Here’s an excerpt from the Smoky Mountain News article:
Candice Caldwell Day and her husband Shayne recently went to Andrews Airport in Cherokee County.
“To hold up a really big sign,” she said.
Day and her husband went to the airport to greet Gov. Pat McCrory as he arrived for the GOP state convention. They wanted to let him know how they felt about state lawmakers’ recent green lighting of hydraulic fracturing for natural gas.
The couple moved to the area from West Virginia. They are avid paddlers. And now, fledgling organizers for a stand against hydraulic fracturing, or fracking, in Western North Carolina.
Having moved from a fracking state, Day said she was disappointed to see North Carolina open the door for the extraction method, which involves injecting explosives into the ground to create fissures before pumping a mixture of water, chemicals and sand into the cracks so that any oil or gas will make its way to the surface.
“We’ve been living amongst the fracking hell that is West Virginia,” Day said.
During their trip to see McCrory at the airport, the couple met about 20 other likeminded people. They found out the Canary Coalition, a Jackson County environmental organization focused on air quality issues, was organizing a protest across the street from Harrah’s Cherokee Casino, where the GOP was holding its annual convention.

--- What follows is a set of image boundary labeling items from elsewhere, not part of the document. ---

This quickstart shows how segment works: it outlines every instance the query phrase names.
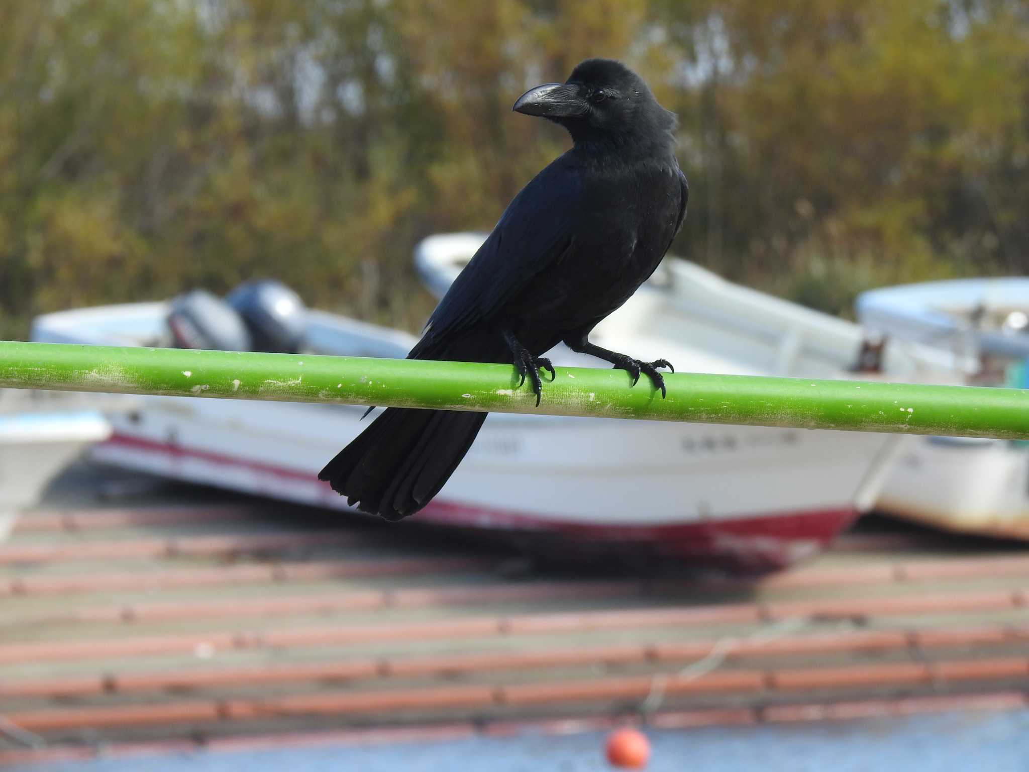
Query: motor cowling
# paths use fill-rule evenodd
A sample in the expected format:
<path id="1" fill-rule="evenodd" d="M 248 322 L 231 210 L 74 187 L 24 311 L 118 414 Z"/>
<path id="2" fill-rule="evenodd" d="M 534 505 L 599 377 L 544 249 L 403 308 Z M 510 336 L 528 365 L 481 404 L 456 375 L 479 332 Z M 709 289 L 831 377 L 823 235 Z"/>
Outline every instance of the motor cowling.
<path id="1" fill-rule="evenodd" d="M 254 351 L 297 353 L 308 329 L 304 301 L 292 289 L 274 279 L 248 281 L 225 296 L 246 322 Z"/>
<path id="2" fill-rule="evenodd" d="M 176 348 L 249 351 L 250 331 L 240 314 L 206 289 L 193 289 L 172 301 L 168 327 Z"/>

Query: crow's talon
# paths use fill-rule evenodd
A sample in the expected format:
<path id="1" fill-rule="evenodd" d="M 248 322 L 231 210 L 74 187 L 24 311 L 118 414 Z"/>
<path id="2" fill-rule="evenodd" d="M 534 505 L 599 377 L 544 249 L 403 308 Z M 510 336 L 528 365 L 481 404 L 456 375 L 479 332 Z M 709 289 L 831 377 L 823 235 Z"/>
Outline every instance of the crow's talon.
<path id="1" fill-rule="evenodd" d="M 539 371 L 547 371 L 551 374 L 551 381 L 554 381 L 557 378 L 554 365 L 551 364 L 549 359 L 536 358 L 528 349 L 522 349 L 519 352 L 519 357 L 514 360 L 514 367 L 522 376 L 522 380 L 518 384 L 519 388 L 525 383 L 527 377 L 532 382 L 532 392 L 536 395 L 536 407 L 538 408 L 543 393 L 543 382 L 539 378 Z"/>
<path id="2" fill-rule="evenodd" d="M 629 372 L 632 377 L 632 385 L 635 386 L 640 380 L 640 374 L 645 374 L 647 378 L 650 379 L 650 383 L 653 384 L 655 389 L 661 389 L 661 398 L 664 399 L 668 392 L 665 389 L 665 379 L 662 377 L 661 373 L 658 372 L 658 367 L 668 367 L 673 373 L 675 367 L 667 359 L 657 359 L 652 362 L 643 362 L 639 359 L 633 359 L 632 357 L 625 357 L 625 359 L 619 359 L 614 365 L 615 370 L 625 370 Z"/>

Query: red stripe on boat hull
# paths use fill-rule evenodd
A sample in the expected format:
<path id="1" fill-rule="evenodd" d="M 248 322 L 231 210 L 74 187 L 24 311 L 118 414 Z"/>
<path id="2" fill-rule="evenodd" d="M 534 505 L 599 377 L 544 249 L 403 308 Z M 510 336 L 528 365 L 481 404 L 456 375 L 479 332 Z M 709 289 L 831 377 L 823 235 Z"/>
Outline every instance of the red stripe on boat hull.
<path id="1" fill-rule="evenodd" d="M 215 466 L 230 466 L 288 481 L 295 486 L 311 486 L 313 497 L 333 508 L 346 508 L 327 483 L 314 475 L 259 461 L 250 461 L 210 451 L 183 448 L 127 434 L 114 434 L 98 446 L 103 449 L 131 450 L 136 454 L 159 455 L 171 459 L 207 461 Z M 122 456 L 123 458 L 123 456 Z M 127 461 L 131 465 L 131 461 Z M 169 470 L 174 475 L 174 469 Z M 186 475 L 183 479 L 191 479 Z M 274 484 L 262 486 L 262 493 L 286 497 Z M 255 492 L 255 491 L 248 491 Z M 278 494 L 278 495 L 277 495 Z M 311 497 L 305 497 L 310 503 Z M 533 548 L 545 548 L 555 540 L 579 554 L 630 552 L 688 559 L 690 564 L 717 564 L 747 570 L 772 570 L 816 554 L 857 517 L 853 507 L 765 513 L 730 520 L 708 522 L 634 524 L 582 523 L 506 510 L 485 508 L 446 499 L 435 499 L 418 514 L 422 523 L 433 523 L 462 530 L 502 531 L 505 540 L 516 539 Z"/>

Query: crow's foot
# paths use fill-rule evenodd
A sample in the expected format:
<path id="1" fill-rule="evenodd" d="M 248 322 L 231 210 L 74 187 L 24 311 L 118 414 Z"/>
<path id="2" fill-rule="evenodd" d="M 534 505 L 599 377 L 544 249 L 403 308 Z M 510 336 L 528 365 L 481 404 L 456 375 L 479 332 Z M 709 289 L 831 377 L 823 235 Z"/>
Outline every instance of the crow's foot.
<path id="1" fill-rule="evenodd" d="M 655 389 L 661 389 L 661 398 L 665 398 L 667 394 L 665 390 L 665 378 L 658 372 L 658 367 L 667 367 L 674 373 L 675 367 L 672 366 L 672 363 L 668 359 L 655 359 L 652 362 L 643 362 L 639 359 L 633 359 L 626 354 L 616 354 L 616 356 L 617 359 L 614 361 L 615 370 L 628 371 L 629 375 L 632 376 L 633 386 L 640 380 L 640 373 L 642 373 L 650 379 L 650 383 L 653 384 Z"/>
<path id="2" fill-rule="evenodd" d="M 519 375 L 522 376 L 522 380 L 518 382 L 519 386 L 525 383 L 527 376 L 532 382 L 532 391 L 536 395 L 536 407 L 538 408 L 539 398 L 543 393 L 543 382 L 539 378 L 539 371 L 547 371 L 551 374 L 552 382 L 555 378 L 557 378 L 557 374 L 554 372 L 554 365 L 551 364 L 551 360 L 541 356 L 533 356 L 529 349 L 522 349 L 517 352 L 514 369 L 519 372 Z"/>

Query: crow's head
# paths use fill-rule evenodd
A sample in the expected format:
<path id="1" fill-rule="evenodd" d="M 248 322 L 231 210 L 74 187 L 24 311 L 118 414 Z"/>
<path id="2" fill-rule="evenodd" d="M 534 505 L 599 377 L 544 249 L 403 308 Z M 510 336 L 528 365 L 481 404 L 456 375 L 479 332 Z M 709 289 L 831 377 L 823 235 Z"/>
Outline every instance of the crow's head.
<path id="1" fill-rule="evenodd" d="M 654 99 L 643 79 L 619 62 L 588 59 L 564 83 L 523 94 L 514 112 L 560 124 L 576 142 L 590 139 L 669 138 L 675 115 Z"/>

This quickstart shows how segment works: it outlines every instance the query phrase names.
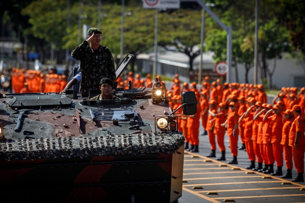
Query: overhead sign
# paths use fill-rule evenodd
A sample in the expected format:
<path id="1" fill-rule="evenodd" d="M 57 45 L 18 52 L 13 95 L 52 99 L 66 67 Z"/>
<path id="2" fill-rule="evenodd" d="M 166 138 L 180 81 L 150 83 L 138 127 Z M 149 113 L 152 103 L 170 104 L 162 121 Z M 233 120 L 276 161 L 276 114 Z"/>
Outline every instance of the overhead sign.
<path id="1" fill-rule="evenodd" d="M 142 0 L 144 8 L 180 8 L 180 0 Z"/>
<path id="2" fill-rule="evenodd" d="M 224 76 L 227 74 L 228 65 L 225 61 L 221 61 L 215 65 L 215 72 L 219 76 Z"/>
<path id="3" fill-rule="evenodd" d="M 38 53 L 28 53 L 28 58 L 38 58 L 39 54 Z"/>

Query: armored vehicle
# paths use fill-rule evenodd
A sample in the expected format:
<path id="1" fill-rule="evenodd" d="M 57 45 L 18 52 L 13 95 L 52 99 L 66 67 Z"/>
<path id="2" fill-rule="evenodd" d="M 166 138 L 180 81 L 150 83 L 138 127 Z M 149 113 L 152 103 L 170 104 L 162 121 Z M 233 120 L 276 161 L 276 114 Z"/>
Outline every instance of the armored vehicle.
<path id="1" fill-rule="evenodd" d="M 184 139 L 176 114 L 196 112 L 194 93 L 174 111 L 157 81 L 117 88 L 111 100 L 71 90 L 0 99 L 1 202 L 178 202 Z"/>

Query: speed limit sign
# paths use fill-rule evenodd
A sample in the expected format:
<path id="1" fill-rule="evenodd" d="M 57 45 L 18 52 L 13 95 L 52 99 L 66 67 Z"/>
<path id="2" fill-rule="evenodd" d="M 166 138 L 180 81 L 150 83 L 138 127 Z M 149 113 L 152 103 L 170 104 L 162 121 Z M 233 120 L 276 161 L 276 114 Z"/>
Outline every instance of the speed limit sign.
<path id="1" fill-rule="evenodd" d="M 225 61 L 221 61 L 215 65 L 215 72 L 219 76 L 224 76 L 228 71 L 228 64 Z"/>

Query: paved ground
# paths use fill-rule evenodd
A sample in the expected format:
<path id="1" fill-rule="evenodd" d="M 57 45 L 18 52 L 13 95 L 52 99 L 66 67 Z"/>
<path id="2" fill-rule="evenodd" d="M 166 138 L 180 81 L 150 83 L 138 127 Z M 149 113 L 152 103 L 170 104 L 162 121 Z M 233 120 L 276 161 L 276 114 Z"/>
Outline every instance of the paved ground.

“So, then we went there,” said Day.
At the GOP protest, they found even more people freaked out about fracking. They began to organize, and the Coalition Against Fracking in Western North Carolina was soon born in Swain County. ….
These fracking opponents cringe at the purported specter of homes with flammable taps due to contaminated groundwater. They decry the unknown chemical make-up of the compounds used in the fracking process and question the possibility of a link between an increase in natural gas exploration and earthquakes. They encourage people to watch “Gasland,” a documentary film and staple viewing in anti-fracking circles.
Fracking supporters, however, say that groundwater contamination isn’t much of a concern with wells that drill as deep as the ones proposed, and they prop up the latest technology as something of a miracle, capable of extracting valuable resources while keeping contaminants out of the environment.
“It’s become a huge network,” Day said.